Primeiro são os termos. Piscas e pechinchinhos. Tarelos e tafulhos. Gamas e donetes, sueras e alvarozes. Cambetas, banaços, batacús. Derriços e enriços. Belicas e biscoitas. Valhacas e maraus. Pitafes e tricofáites. Custódios, alaricados, laparosos. Naiões, basões e tatões. Às vezes trata-se apenas de um português mais antigo, não tão distinto assim daqueles que encontramos em Trás-Os-Montes ou nas Beiras. Mas também há americanismos, eufemismos, regionalismos em geral – até localismos vindos de uma memória popular mais recente do que imaginamos.
Depois são as expressões. As sinestesias. As metonímias. As metáforas.
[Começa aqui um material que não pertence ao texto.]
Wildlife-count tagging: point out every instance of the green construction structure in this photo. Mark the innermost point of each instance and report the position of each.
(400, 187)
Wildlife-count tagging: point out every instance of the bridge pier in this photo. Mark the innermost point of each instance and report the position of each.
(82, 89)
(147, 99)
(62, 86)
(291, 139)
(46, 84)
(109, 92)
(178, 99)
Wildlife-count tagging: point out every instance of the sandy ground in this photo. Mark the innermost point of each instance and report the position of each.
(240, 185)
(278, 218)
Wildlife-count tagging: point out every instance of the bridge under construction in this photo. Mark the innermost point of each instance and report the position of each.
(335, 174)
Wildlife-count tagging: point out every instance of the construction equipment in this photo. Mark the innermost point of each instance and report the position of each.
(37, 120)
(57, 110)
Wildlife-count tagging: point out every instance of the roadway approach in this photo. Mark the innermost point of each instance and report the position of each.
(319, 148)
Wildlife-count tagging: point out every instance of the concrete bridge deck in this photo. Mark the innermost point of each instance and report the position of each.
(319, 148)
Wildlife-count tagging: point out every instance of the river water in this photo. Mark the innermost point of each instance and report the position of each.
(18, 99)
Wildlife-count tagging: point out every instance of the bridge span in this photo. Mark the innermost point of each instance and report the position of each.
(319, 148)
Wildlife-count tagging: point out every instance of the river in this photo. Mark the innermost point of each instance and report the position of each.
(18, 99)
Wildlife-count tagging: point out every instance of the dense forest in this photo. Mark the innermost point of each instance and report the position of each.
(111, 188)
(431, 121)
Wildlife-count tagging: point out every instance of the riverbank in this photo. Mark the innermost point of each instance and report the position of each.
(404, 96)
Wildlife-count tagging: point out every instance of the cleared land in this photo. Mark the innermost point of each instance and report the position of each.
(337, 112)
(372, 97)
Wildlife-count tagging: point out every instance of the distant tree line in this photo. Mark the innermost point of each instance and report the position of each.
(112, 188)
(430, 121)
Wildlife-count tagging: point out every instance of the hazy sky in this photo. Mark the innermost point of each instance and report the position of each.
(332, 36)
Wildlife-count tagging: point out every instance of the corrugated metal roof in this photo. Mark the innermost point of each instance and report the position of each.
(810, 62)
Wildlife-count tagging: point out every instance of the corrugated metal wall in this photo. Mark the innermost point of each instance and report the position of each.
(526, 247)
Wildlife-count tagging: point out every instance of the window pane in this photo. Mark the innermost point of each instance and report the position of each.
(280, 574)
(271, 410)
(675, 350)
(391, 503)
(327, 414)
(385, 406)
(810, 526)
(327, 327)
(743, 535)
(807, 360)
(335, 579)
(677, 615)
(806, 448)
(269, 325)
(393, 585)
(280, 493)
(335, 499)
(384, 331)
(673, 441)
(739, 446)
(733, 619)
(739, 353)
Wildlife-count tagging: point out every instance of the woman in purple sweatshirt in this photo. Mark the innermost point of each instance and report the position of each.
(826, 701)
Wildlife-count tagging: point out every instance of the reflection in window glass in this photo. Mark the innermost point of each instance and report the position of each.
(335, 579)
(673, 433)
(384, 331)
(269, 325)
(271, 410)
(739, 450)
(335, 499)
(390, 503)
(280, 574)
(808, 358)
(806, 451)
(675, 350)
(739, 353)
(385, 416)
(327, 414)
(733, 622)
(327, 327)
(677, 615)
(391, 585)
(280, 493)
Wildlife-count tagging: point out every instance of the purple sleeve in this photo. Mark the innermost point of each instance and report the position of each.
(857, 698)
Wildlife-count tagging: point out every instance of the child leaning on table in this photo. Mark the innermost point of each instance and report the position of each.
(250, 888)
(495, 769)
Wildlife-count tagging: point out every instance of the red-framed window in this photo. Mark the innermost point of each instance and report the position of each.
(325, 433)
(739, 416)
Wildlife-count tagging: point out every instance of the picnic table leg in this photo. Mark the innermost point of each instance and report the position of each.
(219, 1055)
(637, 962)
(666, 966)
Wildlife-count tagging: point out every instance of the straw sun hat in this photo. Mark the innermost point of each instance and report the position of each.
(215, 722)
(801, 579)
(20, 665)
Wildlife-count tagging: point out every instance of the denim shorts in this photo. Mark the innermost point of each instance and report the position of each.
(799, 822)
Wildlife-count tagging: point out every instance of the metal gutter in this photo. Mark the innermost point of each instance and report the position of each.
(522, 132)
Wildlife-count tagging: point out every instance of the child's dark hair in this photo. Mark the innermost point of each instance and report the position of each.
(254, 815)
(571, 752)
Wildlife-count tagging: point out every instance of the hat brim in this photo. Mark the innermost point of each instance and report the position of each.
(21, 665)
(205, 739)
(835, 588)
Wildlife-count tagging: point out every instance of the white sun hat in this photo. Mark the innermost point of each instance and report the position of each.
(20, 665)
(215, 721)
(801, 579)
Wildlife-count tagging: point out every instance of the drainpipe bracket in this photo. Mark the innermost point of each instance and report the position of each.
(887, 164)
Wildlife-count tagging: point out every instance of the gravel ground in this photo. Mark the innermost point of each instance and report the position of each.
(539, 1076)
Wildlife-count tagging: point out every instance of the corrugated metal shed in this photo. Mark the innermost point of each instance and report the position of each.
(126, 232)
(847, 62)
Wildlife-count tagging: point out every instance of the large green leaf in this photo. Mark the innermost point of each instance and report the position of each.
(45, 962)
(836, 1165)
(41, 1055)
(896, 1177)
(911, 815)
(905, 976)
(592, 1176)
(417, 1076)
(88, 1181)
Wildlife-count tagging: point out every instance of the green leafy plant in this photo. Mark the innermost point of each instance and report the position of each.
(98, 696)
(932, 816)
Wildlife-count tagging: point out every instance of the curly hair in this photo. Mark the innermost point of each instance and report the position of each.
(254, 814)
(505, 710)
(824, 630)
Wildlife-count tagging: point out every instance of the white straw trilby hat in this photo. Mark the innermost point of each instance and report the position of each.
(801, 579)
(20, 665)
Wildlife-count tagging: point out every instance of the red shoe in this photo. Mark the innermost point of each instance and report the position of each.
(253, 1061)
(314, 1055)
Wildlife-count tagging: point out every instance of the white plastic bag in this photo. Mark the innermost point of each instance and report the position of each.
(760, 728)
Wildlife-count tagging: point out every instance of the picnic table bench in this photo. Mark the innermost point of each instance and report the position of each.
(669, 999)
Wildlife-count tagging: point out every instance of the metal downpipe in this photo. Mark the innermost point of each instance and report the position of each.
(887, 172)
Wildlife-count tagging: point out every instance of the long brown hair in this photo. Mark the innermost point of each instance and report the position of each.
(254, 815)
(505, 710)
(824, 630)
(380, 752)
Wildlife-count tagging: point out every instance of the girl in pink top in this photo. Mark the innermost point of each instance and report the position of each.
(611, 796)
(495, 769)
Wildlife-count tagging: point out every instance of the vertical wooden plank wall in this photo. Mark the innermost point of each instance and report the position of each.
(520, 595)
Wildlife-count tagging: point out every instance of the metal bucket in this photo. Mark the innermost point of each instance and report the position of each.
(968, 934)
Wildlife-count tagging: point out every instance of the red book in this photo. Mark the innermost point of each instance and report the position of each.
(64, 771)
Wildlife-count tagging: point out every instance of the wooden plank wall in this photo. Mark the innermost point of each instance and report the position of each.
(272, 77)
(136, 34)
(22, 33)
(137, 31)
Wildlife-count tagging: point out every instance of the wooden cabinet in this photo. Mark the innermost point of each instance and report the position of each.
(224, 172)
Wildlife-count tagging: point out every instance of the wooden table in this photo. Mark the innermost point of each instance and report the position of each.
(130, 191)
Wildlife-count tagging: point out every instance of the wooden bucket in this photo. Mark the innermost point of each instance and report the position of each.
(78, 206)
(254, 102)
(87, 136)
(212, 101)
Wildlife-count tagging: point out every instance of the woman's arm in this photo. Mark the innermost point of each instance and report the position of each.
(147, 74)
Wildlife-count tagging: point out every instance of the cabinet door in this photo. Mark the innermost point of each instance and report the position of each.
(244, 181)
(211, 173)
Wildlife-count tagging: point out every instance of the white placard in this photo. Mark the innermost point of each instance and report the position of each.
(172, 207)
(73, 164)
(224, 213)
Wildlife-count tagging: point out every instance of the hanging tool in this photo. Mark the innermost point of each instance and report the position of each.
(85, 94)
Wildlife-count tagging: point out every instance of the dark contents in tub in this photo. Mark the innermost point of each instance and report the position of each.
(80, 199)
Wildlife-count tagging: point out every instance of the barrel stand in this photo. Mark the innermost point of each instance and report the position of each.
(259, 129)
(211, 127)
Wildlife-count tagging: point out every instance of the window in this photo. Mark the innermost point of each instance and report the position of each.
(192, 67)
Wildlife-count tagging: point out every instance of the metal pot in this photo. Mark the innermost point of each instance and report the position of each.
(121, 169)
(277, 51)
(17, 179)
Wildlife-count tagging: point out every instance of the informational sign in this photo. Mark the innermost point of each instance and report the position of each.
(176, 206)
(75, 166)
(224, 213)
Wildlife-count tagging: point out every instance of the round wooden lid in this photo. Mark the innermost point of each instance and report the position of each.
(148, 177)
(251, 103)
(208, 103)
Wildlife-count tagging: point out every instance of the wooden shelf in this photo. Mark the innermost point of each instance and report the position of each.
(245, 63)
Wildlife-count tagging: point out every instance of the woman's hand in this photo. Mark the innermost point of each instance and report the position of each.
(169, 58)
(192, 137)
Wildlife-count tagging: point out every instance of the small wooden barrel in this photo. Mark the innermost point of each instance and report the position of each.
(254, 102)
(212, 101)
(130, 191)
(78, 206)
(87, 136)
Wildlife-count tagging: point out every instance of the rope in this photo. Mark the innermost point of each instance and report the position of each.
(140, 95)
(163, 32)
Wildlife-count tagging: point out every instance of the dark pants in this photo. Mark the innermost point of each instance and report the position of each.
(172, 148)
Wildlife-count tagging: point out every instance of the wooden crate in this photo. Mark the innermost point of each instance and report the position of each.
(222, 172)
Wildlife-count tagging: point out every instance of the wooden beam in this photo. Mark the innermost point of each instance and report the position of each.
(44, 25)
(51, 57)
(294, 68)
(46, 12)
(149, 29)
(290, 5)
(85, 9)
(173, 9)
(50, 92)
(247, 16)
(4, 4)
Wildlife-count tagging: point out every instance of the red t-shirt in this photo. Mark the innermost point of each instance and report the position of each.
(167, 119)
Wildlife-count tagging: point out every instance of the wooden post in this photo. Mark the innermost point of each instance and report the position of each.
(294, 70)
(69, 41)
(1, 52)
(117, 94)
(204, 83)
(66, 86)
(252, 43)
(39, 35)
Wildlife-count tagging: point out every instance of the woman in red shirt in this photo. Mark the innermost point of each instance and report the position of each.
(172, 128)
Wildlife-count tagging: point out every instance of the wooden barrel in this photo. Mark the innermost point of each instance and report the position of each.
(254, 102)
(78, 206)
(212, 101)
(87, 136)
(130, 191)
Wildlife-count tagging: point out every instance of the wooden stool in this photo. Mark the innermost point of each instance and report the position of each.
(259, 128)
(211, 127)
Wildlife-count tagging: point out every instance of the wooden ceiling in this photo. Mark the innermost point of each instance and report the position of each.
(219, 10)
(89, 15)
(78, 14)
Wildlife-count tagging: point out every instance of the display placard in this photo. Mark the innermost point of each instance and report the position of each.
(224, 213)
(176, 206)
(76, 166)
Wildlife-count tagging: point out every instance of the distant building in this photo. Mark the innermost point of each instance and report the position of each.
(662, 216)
As hipálages. “Tu és um disparate!” como elogio: és o maior. “Faz-te discretinho!” como ralhete: está sossegado. “Eu digo-lhe vergonhas” como gabarolice: digo-lhe tudo quanto me apetece e ela ainda não me esbofeteou. “Salta p’á carrinha!” como malandrice: anda cá, garota, que eu faço-te desgraças. “Já estás a derramar” como alerta: não bebas mais que só dizes asneiras, vê-se logo que estás “três vezes nove vinte e sete”.
Ou bêbedo.
Uma pessoa vai na urbana e não tarda está a meter conversa com a senhora que torce o nariz a um miúdo ao fundo.
– Credo, aquele rapaz é um cegão...
– O que é "cegão"?
– Está sempre a tecer!
– O que é "tecer"?
– É inticante.
– Ah.
“Urbana” é a carreira urbana: o autocarro que vai das freguesias à cidade. Fora as horas de ponta, leva sobretudo velhotas: algumas aberrocidinhas, outras mais tenteadinhas e outras já encarreiradinhas. Em havendo bagalhoço, o sol brilha.
Quem poderia resistir ao falar desta terra?